Binney: NSA Is So Overwhelmed with Data, It’s No Longer Effective

March 23rd, 2016

On the contrary, I think it’s remarkably effective, as long as effective means being able to use retroactive surveillance and parallel construction to secretly build criminal cases against anyone the state wants to disappear into its private/for-profit gulags.

Furthermore, most “terrorist” attacks are very obviously false flag operations. So tune away on the Magic 8 Ball surveillance systems all you like.

*boom*

Via: ZDnet:

A former National Security Agency official turned whistleblower has spent almost a decade and a half in civilian life. And he says he’s still “pissed” by what he’s seen leak in the past two years.

In a lunch meeting hosted by Contrast Security founder Jeff Williams on Wednesday, William Binney, a former NSA official who spent more than three decades at the agency, said the US government’s mass surveillance programs have become so engorged with data that they are no longer effective, losing vital intelligence in the fray.

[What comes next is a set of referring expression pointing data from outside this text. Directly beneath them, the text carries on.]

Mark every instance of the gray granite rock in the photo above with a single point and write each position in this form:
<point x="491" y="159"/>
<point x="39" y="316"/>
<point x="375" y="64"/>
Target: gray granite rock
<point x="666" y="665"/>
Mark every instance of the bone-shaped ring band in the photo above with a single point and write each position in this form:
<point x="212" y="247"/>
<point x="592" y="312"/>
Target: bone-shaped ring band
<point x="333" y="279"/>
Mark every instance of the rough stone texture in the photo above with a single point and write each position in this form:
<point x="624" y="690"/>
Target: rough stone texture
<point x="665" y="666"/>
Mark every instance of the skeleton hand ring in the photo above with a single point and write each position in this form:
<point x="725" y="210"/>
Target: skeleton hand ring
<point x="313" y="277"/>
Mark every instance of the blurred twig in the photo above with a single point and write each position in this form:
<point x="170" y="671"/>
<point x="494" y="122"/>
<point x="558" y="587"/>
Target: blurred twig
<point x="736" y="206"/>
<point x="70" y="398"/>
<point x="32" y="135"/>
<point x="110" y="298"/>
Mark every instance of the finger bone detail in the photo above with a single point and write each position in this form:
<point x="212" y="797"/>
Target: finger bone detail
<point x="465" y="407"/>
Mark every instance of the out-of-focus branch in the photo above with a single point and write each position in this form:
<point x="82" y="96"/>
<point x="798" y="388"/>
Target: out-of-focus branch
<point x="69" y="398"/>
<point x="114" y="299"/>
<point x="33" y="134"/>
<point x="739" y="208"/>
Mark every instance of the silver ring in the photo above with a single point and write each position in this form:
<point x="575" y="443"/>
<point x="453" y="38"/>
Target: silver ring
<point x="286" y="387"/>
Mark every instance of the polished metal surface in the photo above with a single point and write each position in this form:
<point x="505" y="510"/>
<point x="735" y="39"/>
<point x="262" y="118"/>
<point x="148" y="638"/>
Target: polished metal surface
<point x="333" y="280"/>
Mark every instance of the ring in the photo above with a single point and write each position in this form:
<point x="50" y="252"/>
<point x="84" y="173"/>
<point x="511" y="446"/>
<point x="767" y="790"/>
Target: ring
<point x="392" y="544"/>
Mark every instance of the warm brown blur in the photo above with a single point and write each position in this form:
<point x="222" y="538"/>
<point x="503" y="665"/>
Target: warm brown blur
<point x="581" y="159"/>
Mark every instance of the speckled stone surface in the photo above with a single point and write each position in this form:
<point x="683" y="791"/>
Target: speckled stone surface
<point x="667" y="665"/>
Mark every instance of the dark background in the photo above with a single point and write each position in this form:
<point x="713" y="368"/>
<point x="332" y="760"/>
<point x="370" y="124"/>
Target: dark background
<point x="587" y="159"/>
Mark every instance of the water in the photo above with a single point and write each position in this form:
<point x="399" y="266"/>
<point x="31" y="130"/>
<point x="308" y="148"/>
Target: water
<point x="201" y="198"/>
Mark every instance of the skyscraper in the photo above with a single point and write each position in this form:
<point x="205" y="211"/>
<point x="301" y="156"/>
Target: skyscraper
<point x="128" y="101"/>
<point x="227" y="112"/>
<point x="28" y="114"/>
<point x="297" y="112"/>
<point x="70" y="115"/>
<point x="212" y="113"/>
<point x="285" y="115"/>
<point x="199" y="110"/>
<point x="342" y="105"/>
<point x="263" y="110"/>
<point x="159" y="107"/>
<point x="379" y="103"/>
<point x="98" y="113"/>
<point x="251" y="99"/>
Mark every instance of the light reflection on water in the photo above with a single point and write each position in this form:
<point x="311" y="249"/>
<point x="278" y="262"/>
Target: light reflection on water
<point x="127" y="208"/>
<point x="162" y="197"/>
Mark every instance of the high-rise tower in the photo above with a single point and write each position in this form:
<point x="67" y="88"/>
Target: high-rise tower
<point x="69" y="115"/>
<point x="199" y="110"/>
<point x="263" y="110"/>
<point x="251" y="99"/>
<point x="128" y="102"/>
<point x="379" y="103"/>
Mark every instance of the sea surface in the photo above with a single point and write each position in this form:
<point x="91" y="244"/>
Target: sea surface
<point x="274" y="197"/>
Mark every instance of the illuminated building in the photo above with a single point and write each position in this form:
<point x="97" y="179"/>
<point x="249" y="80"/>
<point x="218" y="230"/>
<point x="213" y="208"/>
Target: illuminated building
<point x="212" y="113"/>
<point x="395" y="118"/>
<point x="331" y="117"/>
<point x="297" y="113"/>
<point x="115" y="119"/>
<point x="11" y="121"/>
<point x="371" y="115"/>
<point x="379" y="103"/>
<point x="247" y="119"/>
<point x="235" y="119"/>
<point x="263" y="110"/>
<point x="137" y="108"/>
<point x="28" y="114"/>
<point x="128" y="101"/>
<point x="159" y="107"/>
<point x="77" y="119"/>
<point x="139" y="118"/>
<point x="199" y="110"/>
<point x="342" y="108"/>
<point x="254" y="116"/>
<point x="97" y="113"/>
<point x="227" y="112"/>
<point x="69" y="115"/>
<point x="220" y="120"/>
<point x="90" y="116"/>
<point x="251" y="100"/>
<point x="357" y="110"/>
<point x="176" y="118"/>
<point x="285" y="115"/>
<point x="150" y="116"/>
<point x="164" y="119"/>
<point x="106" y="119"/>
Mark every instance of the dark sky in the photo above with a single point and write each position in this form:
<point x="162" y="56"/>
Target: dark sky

Binney said that an analyst today can run one simple query across the NSA’s various databases, only to become immediately overloaded with information. With about four billion people — around two-thirds of the world’s population — under the NSA and partner agencies’ watchful eyes, according to his estimates, there is too much data being collected.

“That’s why they couldn’t stop the Boston bombing, or the Paris shootings, because the data was all there,” said Binney. Because the agency isn’t carefully and methodically setting its tools up for smart data collection, that leaves analysts to search for a needle in a haystack.

“The data was all there… the NSA is great at going back over it forensically for years to see what they were doing before that,” he said. “But that doesn’t stop it.”